NVreg_DynamicPowerManagement=0x00 is particularly important — D3cold transition failures over Thunderbolt manifest as “fallen off the bus.” Disabling runtime PM prevents the GPU from attempting to enter D3cold.

Then sudo update-initramfs -u.

5. Boot procedure:

Cold boot only. Fully shut down, ensure eGPU is powered on and connected, then power on the laptop.
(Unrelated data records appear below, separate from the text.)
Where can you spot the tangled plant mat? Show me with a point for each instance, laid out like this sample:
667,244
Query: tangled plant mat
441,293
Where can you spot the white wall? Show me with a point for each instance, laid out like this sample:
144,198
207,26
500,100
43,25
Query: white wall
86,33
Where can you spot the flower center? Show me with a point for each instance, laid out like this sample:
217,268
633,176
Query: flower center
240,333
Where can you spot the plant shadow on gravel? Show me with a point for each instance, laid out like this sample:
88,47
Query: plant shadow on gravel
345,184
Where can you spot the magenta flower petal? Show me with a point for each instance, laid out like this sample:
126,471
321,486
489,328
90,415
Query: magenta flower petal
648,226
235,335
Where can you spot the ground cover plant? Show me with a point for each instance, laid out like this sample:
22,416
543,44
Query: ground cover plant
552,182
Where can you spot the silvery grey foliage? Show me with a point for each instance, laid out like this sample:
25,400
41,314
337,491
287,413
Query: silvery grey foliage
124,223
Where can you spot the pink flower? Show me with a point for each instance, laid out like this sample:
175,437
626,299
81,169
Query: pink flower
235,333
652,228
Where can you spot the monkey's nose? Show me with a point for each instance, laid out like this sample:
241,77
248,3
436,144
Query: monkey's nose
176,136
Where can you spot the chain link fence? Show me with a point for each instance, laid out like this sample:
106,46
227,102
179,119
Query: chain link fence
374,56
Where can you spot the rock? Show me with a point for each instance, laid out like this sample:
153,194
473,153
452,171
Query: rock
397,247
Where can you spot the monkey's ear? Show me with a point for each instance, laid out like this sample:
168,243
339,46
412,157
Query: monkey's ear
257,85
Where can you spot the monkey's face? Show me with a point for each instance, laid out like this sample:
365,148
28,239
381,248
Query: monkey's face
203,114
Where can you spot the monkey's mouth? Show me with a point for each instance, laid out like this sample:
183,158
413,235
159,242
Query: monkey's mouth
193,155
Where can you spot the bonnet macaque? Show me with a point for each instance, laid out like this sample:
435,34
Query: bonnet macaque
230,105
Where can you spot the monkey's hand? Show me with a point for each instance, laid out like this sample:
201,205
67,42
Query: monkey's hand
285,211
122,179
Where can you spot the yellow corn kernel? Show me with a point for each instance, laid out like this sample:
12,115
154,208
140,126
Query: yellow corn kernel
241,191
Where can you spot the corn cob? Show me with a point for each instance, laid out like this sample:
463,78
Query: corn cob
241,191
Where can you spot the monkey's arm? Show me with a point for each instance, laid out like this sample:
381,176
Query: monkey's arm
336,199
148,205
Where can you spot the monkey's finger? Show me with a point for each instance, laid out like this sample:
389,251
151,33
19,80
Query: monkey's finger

With pre-boot TB (step 1), the BIOS enumerates the GPU at POST.

Hot-plug via egpu-init style scripts remains unreliable in my testing — the rapid remove/rescan/modprobe sequence runs before the Thunderbolt tunnel fully stabilizes.

6. Persistence:

sudo systemctl enable --now nvidia-persistenced

The Ubuntu-packaged unit file lacks an [Install] section; if enable fails, create a drop-in with WantedBy=multi-user.target.

Result

NVIDIA-SMI 590.48.01   Driver Version: 590.48.01   CUDA Version: 13.1
RTX 5080 | 16303 MiB | P8 | 29°C | 10W / 360W

Reproducible across cold boots.

Credits

  • hvico/Razer-Core-v2-Linux-Fix — baseline configuration (nouveau blacklist, egpu-init script, systemd units)

  • HPE advisory — the pci=realloc=off finding

Stability testing

Tested with PyTorch 2.11.0 + cu130 build:

Test 1 (tiny allocation)              — pass
Test 2 (100×100 matmul)               — pass
Test 3 (1000×1000 matmul)             — pass
Test 4 (10000×10000 matmul, ~800MB)   — pass

Sustained load test: 4275 iterations of 8000×8000 float32 matmul over 120 seconds (~36 TFLOPs sustained, ~64% of RTX 5080 peak FP32). No hard-lock, no thermal throttling observed, iteration rate stable throughout.